Alle bufere di crudele sorte
Avvizzì la fiorente mia corona;Io vivo triste, solitario,
E aspetto: verrà la mia fine?
Così, da tardo gelo colta,
Della bufera all'invernale fischio,Sola sul ramo dispogliato
Palpita un'attardata foglia.
Aleksandr Puškin, 1821, in Poemi e liriche, Einaudi, Torino 1960 (traduzione di Tommaso Landolfi)

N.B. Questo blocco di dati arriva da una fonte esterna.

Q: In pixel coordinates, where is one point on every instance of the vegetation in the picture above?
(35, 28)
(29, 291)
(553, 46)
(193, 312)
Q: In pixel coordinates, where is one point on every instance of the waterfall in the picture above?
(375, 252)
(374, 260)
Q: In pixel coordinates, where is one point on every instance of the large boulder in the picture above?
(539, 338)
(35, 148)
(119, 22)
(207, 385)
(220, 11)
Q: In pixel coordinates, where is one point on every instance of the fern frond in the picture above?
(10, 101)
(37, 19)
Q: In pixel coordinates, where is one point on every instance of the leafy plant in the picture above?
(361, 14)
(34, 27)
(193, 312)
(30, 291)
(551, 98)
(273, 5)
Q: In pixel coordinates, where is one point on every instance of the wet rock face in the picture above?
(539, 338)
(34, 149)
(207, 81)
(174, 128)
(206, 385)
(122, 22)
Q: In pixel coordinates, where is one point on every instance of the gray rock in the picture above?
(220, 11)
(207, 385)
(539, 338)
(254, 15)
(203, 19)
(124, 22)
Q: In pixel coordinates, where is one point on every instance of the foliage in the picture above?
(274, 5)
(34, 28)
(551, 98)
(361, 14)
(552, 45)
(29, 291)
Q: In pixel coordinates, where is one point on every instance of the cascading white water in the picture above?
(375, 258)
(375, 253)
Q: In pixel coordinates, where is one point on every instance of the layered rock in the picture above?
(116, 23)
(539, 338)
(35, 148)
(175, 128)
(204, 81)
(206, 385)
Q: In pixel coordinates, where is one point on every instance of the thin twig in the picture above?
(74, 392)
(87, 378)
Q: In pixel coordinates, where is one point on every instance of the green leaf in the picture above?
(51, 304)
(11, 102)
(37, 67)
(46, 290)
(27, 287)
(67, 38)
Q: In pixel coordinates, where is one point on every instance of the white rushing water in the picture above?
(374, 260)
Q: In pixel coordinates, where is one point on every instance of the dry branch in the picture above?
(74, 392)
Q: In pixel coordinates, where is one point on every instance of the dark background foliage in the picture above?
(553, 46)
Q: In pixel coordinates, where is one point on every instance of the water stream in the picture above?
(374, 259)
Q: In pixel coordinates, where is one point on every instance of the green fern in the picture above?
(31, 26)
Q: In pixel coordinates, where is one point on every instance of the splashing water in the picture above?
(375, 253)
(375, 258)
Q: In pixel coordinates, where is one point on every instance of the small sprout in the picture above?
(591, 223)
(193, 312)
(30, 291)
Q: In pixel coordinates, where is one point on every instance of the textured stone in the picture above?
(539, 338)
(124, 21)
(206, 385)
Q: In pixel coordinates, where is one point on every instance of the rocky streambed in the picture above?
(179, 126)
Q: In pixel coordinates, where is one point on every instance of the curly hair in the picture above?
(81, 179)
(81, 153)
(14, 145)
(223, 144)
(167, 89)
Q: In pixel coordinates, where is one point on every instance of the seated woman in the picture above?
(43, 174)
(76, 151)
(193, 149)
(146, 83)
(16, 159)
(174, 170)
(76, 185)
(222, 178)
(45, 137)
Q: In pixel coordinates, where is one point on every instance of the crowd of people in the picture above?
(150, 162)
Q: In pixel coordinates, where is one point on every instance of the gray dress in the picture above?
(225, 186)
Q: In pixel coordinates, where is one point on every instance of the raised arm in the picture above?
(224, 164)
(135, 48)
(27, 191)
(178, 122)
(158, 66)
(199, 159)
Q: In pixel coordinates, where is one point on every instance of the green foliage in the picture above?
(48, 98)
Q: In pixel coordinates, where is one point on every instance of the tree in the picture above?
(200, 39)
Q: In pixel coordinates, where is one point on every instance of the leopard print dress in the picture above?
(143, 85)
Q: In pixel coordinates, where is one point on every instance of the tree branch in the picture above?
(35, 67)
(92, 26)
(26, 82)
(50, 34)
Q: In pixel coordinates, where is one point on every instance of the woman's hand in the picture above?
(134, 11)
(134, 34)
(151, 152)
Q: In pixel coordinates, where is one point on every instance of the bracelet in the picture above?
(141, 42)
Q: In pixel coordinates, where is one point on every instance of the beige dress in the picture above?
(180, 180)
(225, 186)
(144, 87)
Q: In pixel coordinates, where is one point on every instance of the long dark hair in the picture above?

Io no, difficilmente, sopravviverò ai miei desideri, stante così le cose. Io, infatti, desidero forsennatamente, ma non so esattamente cosa, mi sento perso per questo, mi guardo intorno alla ricerca disperante di modelli degni di essere imitati e, cazzo!, non ne trovo alcuno.I media pullulano di merdosi lacchè che indorano le supposte del potere per renderle più gradevoli alla plebe. Anche i tribuni della stessa sono penosi e più li guardo e più me ne allontano. Cosa mi resta allora da desiderare, a parte quelle due o tre piccole pulsioni che si dibattono tra mente e sesso e che soddisfo alla meno peggio? Niente che valga la pena per cui mettersi in gioco nell'arena dei desideri dati. Saltare di classe, come un parvenu qualsiasi, tipo quelli russi che si sono trovati con le azioni buone delle aziende statali post comuniste e sono stati bravi a leccare il culo della causa nazionalista giusta, trovarmi in uno yacht pieno di fighe e di caviale, mentre uno stronzetto di rockstar mi strimpella una canzonetta per il mio gusto, forse è questo che potrei desiderare? O forse potrei desiderare un pompino a ventosa della Santanchè? Ti piacerebbe. Non mi piacerebbe. Dipende dalle circostanze. È più facile che un cammello me lo faccia un pompino. Una cammella, meglio. Resto immobile. Non sono abbastanza intelligente, volitivo meno, le mie doti sono limitate come quelle di una foglia. Palpito, m'attardo e resto solo, dispogliato, e prima o poi mi depilo il pube per vedere l'effetto che fa. Chissà se poi mi ritorneranno i riccioli. Sennò piangerò.